His hands slide down my sides, thumbs brushing bare skin, and I feel the shift in him—the restraint thinning, the control he’s fought so hard to keep fraying at the edges. He presseshis forehead to mine, breathing me in like he needs to steady himself before he breaks.

“This doesn’t fix everything,” he says quietly. “I won’t pretend it does.”

“I don’t need it to,” I answer, my voice firmer than I feel. “I just need this.”

That’s what does it.

The sound he makes then is low, almost a growl, and his mouth finds mine again with a hunger that steals my breath. It’s not careful anymore, but it’s stillhim—still grounding, still present.

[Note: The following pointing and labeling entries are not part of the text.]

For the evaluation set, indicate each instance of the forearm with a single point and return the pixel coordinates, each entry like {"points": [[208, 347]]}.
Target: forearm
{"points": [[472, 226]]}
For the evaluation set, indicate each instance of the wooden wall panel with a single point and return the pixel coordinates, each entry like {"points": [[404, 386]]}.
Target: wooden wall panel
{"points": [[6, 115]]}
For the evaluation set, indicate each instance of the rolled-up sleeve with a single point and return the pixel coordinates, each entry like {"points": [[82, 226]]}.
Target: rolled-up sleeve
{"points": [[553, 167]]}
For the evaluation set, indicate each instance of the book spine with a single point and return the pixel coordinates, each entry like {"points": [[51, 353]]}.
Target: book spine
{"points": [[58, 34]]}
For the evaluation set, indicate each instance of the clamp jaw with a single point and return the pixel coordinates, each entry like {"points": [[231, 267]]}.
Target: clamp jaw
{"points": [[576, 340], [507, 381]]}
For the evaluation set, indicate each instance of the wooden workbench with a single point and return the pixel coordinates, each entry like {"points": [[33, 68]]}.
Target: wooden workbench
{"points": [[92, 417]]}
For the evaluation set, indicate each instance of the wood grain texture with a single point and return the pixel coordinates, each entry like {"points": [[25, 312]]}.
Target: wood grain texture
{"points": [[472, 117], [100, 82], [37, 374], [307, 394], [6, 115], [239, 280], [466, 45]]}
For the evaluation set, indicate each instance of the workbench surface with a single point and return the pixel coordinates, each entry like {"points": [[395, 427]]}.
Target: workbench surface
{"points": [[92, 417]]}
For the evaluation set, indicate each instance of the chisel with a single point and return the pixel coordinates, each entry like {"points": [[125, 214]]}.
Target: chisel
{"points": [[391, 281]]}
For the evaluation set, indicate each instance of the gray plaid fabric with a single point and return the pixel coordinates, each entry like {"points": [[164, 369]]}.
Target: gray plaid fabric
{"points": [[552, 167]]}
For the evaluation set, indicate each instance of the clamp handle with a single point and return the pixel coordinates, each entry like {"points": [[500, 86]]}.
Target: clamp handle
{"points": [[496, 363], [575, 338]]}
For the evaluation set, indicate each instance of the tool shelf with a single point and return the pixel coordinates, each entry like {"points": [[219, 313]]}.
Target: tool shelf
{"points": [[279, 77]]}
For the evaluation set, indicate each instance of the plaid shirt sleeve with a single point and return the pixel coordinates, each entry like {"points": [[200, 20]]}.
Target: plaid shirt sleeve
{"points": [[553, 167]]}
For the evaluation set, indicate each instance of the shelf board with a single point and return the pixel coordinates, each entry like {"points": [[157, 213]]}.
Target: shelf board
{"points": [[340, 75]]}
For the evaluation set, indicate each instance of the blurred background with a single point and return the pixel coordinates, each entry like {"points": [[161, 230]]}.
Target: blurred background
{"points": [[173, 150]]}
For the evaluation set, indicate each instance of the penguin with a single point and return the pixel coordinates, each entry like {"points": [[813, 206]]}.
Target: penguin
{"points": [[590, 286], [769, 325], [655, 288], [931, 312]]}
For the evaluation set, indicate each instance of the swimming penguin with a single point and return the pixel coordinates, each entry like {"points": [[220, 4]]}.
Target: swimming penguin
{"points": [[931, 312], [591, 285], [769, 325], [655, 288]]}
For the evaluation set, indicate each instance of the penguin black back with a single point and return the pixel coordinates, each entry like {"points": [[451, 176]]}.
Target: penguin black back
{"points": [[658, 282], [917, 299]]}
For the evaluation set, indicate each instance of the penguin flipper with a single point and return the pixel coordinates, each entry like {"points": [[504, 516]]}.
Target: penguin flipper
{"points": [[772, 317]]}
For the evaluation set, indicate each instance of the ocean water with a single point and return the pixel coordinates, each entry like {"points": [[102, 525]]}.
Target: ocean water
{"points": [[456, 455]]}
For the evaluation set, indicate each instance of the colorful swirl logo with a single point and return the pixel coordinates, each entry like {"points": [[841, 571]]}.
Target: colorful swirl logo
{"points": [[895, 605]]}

He pulls me closer, like distance is the real enemy here, like if he lets go I might disappear again.

My fingers trace his spine, memorizing the heat, the strength, the way he shudders when I whisper his name like it means something dangerous. When he presses me back into the mattress, it doesn’t feel like being trapped.

It feels like being held.

“Delilah,” he says again, slower this time, like a promise. “I’ve got you.”

He stays there for a long moment, forehead pressed to mine, breathing me in like he’s memorizing proof that I’m real. That I’m here. That I didn’t disappear when he blinked.

I feel him everywhere—not just the solid warmth of his body anchoring me to the mattress, but the restraint humming beneath his skin. The way he’s holding back on purpose.

It does something dangerous to me.

“I need you to tell me,” he says quietly. “If anything feels wrong. Even a little.”

I nod again, because words still feel like they might shatter. My hands slide up his arms instead, feeling the tension there, the strength he’s keeping leashed. My fingers curl at his shoulders, grounding myself in the present—this body, this room, this moment.

“Jon,” I breathe. “I’m not breaking.”

Something shifts in his expression then. Not relief—something deeper. Pride, maybe. Or trust. He brushes his thumb under my eye, slow and reverent, like he’s checking for cracks.

“I know,” he says. “I just don’t ever want to be the reason you do.”

He kisses me again, softer this time. Slower. Like he’s letting me set the pace without saying it out loud. His mouth moves against mine with intention, not urgency, and the tension in my chest loosens with every second that passes without pain, without fear.

His hand slides down my side, pauses—asks—and when I lean into it, he exhales like he’s been holding his breath for days.

“That okay?” he murmurs.

“Yes.”

The word is steady. Real.

He kisses my temple. My cheek. The corner of my mouth. Each touch is deliberate, grounding, like he’s reminding my body that this is mine again. That I get to choose what happens next.